I thought I'd give an answer to the original poster since everyone else is just bickering.
Internal medicine residencies vary in the types of rotations you do. Most have a combination of 3 types of rotations:
Ward rotations: May include general medicine and subspecialties (cardiology, ICU, hematology, oncology, etc). Whether there are other subspecialty services depends on the program. These are the tough months. Round or preround around 7 am, round with your staff later in the morning, and do work during the day. Take call every 4-6 nights and admit patients. There are innumerable permutations of the call and admission protocols. Almost all programs will have a morning report where an interesting case is presented and teaching points are given. Most will have some other conference during the day. Average hours range from 7-6 with some days leaving at 4pm and some at 9pm.
Consults: Subspecialty consultation in any of the specialties. These include cardiology, gastroenterology, endocrinology, oncology, pulmonary, hematology, rhuematology, infectious disease and others. These months you consult on patients on general medicine or surgical services. Generally, these months have no call or less call and you learn a lot about the specialty.

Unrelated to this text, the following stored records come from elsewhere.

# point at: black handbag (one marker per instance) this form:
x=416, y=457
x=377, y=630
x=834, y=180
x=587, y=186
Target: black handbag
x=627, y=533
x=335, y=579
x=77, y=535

Clinics: Vary greatly from place to place. The program I did my inteship had month long clinics ranging from Veterans Hospital clinics to university health clinics. Also, all residents will have a continuity clinic. This is in addition to regular responsibilities. Usually 1 or 2 half days a week you see patients in your own clinic with a staff overseeing your work.
Again, each program will vary, but this is the general framework. Its actually pretty interesting at times and very busy most of the time. You're usually busier on call than surgical teams except for the trauma team. You will be surpised after just a year of medicine how much more you know about the effects of medicines and how to treat diabetes, infections of every sort (I took care of several epidural abcesses), myocardial infarcts, and many many more specialties than your surgical counterparts.
With that said, I have since moved on to radiolgy. Medicine is interesting and it is the gateway to some very interesting specialties. In the end, the difficult patients have chased me into the dark rooms. Good luck with either FP or IM. Either way you have much more patience than I do.